四つの封印が解かれて黙示録の四騎士が呼び出された後、子羊は続けて第五、第六の封印を解く。その結果現れたのは、最後の審判の舞台となる場面であった。その場面を、ヨハネの黙示録は次のように書いている。

「小羊が第五の封印を開いたとき、神の言葉と自分たちがたてた証しのために殺された人々の魂を、わたしは祭壇の下に見た。彼らは大声でこう叫んだ。<真実で聖なる主よ、いつまで裁きを行わず、地に住む者にわたしたちの血の復讐をなさらないのですか。>すると、その一人一人に、白い衣が与えられ、また、自分たちと同じように殺されようとしている兄弟であり、仲間の僕である者たちの数が満ちるまで、なお、しばらく静かに待つようにと告げられた。

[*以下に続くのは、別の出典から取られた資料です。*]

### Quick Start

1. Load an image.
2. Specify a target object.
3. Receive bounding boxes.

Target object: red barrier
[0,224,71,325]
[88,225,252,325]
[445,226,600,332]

「また、見ていると、小羊が第六の封印を開いた。そのとき、大地震が起きて、太陽は毛の粗い布地のように暗くなり、月は全体が血のようになって、天の星は地上に落ちた。まるで、いちじくの青い実が、大風に揺さぶられて振り落とされるようだった。天は巻物が巻き取られるように消え去り、山も島も、みなその場所から移された。地上の王、高官、千人隊長、富める者、力ある者、また、奴隷も自由な身分の者もことごとく、洞穴や山の岩間に隠れ、山と岩に向かって、<わたしたちの上に覆いかぶさって、玉座に座っておられる方の顔と小羊の怒りから、わたしたちをかくまってくれ>と言った。神と小羊の怒りの大いなる日が来たからである。だれがそれに耐えられるであろうか」(日本聖書協会訳)

封印が解かれるにしたがって二つの場面が現れるわけだが、この二つの場面を、デューラーは一つの画面の中に描いている。上半分が第五の封印が解かれた場面、下半分が第六の封印が解かれた場面である。

画面の上部には、キリストを中心にして、天使と殺された人々の霊魂が描かれている。霊魂はここでは人の姿をしている。

画面の下部はさらに二つに区切られ、その上部(画面の中程)では、太陽と月が擬人化されて描かれ、夥しい数の星が落下するさまが描かれている。そして最下部では、最後の審判を待つ人々が描かれている。彼らは皆恐怖に慄いているかに思わせている。自分の犯した罪の深さと、それに対する裁きの厳しさに、恐れおののいているのだ。